Coauthored by Scott H. Mendelson and Dr. Eric Serrano

Dr. Serrano and I found ourselves short on time to train, but big on ambition to increase strength and improve body composition. In 20 minutes we completed a very challenging training session that left us feeling energized with our muscles and nervous system fully stimulated! Band tension enabled us to increase the strategic challenge of initial work sets while setting the stage for high work capacity during the bodyweight-only finishing sets.

As working professionals, time is one of the most precious commodities, so having alternative training strategies available for short sessions is a very important tool for our clients. There are specific time periods, such as in-season for professional athletes or during recovery from an injury, when short training sessions are highly advantageous. For example, an athlete dealing with an injury must not even flirt with overtraining, so that the body can dedicate adequate resources to metabolic and neurological recovery.

Quality Over Quantity Benefits

Short training sessions are very important during periods of high stress or other hormonal problems when the recovery conditions are far less than ideal. In this case, it is best to emphasize quality over quantity to build up work capacity for future training cycles. Exceeding the capacity to recover can cause elevations in stress hormones associated with muscle wasting, body fat accumulation, reduced performance, and degraded injury recovery.
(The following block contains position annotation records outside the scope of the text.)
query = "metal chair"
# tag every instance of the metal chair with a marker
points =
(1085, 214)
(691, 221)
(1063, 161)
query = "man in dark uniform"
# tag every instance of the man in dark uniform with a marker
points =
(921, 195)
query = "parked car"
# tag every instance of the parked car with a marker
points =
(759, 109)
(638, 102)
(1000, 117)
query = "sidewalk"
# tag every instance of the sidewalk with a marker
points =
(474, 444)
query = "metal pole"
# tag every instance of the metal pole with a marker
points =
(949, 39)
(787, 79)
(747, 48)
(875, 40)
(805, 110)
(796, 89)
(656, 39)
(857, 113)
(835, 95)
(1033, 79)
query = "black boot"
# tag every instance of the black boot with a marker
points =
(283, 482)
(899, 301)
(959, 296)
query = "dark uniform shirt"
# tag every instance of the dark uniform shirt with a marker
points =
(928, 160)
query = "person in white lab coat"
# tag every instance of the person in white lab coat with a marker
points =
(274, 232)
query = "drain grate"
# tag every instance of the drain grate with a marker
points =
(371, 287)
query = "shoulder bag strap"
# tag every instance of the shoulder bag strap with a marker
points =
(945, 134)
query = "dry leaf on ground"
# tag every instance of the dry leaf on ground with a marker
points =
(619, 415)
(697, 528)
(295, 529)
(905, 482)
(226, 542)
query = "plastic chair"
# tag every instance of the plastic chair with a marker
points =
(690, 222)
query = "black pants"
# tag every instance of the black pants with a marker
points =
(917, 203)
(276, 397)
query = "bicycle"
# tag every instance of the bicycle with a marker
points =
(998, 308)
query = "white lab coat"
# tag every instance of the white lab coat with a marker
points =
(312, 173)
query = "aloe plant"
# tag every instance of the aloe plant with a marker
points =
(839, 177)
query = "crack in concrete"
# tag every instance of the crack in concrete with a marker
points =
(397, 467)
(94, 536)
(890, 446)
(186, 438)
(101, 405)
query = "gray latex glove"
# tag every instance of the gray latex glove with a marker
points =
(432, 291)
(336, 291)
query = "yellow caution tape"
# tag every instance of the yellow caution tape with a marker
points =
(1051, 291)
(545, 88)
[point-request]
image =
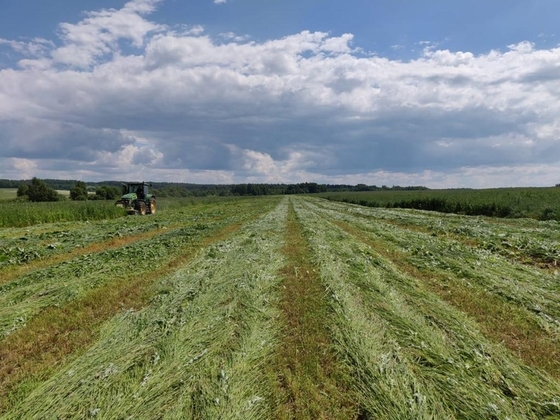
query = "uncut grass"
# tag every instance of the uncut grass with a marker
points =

Adjusting Training Volume for the Stress Meter

Clients who have higher than average stress levels and frequent fluctuations of aggravation do fantastically when with personalized training program volume adjustments. Highly stressed trainees who have been struggling for years with improving body composition and performance can earn remarkable improvements with the right strategic adjustments.

Band Instability Becomes Our Friend

The unstable nature of band work lends very well to prepare for competition. The majority of sports require athletes to move in unstable environments. Contact sports such as football, hockey, and MMA demand athletes sustain a high level of function even when powerful external forces come into play, such as not seeing an opponent coming just before a big collision. Training in a multi-dimensional environment may reduce the risk of many injuries, especially for the core.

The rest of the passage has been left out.